What opportunities and challenges do you see as a wave of baby boomers approach retirement and prepare for business succession?
A huge wealth transfer is underway as baby boomers prepare to sell their businesses — it’s estimated that over $1 trillion worth of assets could be transferred during the baby boom retirement era. This can be a great opportunity for mission-driven companies, especially with the younger generations who have a deeper commitment to values. It’s a way that younger generations can engage in the family business and bring an additional perspective for impact.
There’s a secondary opportunity when the founder sells the company and has investable assets. We’ve seen where the founder who has investable assets uses impact to engage younger generations.
There are also basic considerations like estate planning, tax planning, and business evaluation. It’s also important to look at personal goals and what that looks like post-exit, when founders may have extra time and need something else to engage them. What’s going to fill the gap for them? These businesses typically have been a large part of their lives, where the personal and the professional come together in a way that’s hard to replicate. It can be challenging to find something that’s going to be that important to them.

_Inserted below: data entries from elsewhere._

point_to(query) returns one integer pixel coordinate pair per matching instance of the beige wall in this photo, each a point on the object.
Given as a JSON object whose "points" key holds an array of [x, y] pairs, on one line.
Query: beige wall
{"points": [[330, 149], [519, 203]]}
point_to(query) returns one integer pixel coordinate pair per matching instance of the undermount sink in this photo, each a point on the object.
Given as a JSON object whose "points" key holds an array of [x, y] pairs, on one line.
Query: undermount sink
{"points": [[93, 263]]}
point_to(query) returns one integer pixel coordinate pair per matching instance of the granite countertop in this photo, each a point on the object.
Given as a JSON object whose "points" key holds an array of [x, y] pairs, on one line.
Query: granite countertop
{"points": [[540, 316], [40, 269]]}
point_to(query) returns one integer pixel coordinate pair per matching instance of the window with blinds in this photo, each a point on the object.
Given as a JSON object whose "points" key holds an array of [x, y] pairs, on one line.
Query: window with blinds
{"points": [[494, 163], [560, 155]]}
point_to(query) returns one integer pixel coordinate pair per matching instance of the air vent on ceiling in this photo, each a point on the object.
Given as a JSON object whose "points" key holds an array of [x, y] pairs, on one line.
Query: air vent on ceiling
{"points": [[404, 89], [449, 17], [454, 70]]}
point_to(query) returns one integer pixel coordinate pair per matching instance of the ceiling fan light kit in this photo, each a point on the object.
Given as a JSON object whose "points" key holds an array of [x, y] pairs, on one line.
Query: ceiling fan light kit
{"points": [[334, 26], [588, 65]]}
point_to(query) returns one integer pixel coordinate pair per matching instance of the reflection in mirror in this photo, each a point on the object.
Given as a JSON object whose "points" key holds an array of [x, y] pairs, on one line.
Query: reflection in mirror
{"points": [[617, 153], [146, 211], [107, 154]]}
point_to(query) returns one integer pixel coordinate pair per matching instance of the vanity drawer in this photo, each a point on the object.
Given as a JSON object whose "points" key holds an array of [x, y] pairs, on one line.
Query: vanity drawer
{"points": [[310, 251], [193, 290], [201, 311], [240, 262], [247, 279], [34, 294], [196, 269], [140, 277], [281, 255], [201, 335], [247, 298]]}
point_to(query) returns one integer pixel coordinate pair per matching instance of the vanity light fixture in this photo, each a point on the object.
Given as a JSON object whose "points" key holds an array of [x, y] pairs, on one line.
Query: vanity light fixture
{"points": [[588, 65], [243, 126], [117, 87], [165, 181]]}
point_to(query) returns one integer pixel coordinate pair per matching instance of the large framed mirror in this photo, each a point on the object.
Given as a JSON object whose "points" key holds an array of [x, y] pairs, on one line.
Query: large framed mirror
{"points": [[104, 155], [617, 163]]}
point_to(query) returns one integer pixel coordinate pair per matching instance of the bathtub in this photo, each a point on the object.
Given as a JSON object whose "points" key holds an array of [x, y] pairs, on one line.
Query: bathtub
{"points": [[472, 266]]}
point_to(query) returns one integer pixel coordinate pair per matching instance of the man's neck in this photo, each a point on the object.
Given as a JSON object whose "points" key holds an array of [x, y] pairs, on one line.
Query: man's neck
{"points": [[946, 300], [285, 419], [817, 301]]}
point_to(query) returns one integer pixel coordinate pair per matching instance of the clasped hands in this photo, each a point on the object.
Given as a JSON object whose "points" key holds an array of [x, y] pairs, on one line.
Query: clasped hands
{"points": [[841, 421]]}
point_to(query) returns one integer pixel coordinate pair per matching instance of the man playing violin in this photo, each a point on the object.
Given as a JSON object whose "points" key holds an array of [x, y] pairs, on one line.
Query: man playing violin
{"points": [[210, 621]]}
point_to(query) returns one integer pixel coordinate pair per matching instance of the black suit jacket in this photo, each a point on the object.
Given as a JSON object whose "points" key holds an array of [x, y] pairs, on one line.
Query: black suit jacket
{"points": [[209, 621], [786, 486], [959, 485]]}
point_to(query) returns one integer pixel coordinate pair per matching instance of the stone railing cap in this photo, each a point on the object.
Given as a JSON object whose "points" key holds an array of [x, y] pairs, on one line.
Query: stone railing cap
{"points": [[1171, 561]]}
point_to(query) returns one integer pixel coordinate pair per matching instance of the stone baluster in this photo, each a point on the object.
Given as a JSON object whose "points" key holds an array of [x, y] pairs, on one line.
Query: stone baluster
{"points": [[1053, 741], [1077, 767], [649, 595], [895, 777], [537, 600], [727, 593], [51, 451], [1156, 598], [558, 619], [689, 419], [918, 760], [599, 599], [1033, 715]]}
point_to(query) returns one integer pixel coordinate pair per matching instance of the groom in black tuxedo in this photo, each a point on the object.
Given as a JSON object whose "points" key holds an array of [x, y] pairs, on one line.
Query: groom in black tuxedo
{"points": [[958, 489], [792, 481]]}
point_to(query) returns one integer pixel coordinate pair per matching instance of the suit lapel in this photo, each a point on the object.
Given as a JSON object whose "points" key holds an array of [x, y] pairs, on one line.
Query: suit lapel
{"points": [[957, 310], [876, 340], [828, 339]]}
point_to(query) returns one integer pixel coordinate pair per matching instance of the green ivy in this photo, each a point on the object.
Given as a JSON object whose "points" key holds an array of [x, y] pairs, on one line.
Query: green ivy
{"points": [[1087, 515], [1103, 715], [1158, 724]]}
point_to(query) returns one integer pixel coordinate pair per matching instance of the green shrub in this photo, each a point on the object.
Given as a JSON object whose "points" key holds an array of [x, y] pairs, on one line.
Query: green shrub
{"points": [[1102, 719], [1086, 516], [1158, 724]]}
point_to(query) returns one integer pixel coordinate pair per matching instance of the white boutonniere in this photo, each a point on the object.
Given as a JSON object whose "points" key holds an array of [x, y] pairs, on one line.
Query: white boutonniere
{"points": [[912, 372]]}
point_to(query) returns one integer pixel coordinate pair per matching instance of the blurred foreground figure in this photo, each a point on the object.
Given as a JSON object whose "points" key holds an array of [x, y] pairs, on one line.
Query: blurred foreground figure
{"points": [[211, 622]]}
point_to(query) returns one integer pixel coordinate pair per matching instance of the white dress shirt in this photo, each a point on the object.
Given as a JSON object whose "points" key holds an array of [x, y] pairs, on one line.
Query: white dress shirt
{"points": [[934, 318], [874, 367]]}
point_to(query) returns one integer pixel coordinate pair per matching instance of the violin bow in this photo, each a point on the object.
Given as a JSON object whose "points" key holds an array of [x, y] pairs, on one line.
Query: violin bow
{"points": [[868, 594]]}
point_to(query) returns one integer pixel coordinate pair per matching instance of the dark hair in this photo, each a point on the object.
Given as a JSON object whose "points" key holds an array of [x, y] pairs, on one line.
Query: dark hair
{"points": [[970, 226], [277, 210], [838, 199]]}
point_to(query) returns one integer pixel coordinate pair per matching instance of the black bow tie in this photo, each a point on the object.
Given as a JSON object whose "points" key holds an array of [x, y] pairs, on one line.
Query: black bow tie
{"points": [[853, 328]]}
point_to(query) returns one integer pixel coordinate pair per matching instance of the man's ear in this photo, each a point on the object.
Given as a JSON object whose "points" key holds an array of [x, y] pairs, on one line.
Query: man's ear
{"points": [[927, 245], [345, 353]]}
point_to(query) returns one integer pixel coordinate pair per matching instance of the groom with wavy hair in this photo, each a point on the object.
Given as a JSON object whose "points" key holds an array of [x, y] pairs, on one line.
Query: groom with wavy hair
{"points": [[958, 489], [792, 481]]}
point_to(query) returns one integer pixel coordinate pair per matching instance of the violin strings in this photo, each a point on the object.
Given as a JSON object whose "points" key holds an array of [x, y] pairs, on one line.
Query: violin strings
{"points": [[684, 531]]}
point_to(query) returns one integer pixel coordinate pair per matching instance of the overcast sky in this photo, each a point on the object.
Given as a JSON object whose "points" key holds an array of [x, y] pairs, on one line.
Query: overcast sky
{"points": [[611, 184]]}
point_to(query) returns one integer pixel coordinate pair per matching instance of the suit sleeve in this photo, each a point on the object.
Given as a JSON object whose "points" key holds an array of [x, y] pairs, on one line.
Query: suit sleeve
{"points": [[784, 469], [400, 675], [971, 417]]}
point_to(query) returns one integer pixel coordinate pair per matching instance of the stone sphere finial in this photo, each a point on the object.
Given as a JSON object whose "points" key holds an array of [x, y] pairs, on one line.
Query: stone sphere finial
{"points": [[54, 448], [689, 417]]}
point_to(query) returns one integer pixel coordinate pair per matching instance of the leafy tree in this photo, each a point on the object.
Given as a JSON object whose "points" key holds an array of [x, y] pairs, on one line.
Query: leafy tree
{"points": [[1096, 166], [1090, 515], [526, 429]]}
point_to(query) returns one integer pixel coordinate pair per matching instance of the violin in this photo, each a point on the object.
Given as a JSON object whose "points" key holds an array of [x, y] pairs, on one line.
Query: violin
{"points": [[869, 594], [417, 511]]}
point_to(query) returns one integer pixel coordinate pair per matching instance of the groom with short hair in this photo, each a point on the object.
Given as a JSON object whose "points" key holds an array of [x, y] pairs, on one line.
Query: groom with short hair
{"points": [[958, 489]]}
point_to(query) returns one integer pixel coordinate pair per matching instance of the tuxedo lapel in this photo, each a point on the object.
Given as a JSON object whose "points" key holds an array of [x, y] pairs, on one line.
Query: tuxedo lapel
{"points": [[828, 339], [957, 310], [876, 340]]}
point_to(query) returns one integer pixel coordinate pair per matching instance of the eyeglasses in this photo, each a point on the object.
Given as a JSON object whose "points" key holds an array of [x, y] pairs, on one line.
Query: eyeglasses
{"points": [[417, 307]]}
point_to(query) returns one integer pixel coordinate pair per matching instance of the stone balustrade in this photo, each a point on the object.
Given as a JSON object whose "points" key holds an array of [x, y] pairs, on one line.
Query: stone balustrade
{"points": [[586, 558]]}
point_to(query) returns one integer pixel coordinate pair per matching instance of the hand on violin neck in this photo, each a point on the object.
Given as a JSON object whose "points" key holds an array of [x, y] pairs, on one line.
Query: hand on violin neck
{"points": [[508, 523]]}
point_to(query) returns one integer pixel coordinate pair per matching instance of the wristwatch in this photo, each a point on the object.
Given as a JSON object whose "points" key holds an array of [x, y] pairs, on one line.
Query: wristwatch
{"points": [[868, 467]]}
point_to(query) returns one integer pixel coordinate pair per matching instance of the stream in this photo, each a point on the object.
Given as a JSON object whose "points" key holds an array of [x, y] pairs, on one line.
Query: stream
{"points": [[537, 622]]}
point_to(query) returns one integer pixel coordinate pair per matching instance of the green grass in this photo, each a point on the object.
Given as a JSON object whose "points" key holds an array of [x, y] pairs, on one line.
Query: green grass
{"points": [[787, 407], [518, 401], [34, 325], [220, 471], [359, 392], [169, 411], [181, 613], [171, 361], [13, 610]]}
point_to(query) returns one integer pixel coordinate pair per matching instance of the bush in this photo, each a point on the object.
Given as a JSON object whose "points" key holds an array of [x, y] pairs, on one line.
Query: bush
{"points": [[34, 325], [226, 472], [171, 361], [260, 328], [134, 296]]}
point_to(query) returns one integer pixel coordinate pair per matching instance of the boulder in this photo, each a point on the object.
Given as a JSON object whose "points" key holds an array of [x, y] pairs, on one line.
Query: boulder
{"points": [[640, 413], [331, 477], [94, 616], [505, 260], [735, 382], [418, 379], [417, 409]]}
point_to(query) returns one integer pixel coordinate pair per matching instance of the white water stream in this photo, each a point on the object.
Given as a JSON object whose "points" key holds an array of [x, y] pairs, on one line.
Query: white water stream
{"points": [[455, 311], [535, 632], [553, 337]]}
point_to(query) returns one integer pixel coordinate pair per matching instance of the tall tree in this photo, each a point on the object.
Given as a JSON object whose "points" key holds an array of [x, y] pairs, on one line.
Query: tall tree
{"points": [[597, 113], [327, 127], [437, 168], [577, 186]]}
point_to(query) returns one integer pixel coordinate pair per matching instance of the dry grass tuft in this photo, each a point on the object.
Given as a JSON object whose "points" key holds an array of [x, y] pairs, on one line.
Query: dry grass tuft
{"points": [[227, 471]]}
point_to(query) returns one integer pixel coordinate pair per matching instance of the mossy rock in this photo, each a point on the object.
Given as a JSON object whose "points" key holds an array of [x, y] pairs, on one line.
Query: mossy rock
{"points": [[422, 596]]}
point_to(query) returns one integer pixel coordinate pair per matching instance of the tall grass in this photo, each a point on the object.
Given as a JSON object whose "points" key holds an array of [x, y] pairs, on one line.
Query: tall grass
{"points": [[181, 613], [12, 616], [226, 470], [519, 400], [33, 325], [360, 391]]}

What do you most enjoy or appreciate about working with mission-driven founders who are evaluating new ownership options for their businesses?
We had a recent client who compared us to midwives, and that is a good analogy. We get invited to be part of a consequential, personal part of a founder’s life. Being invited into that space where we can add value is humbling. By supporting them and providing guidance through the process, which is both personal and professional, there’s an emotional piece to it. We help them ride that roller-coaster.
We also play a role in risk management, helping them identify and understand the risks. This is the most significant transaction most of these founders will go through, and many don’t know where the land mines are.
One thing that differentiates us from traditional investment bankers is the long-term relationships we develop. If the client is open to it, we typically continue to stay in touch.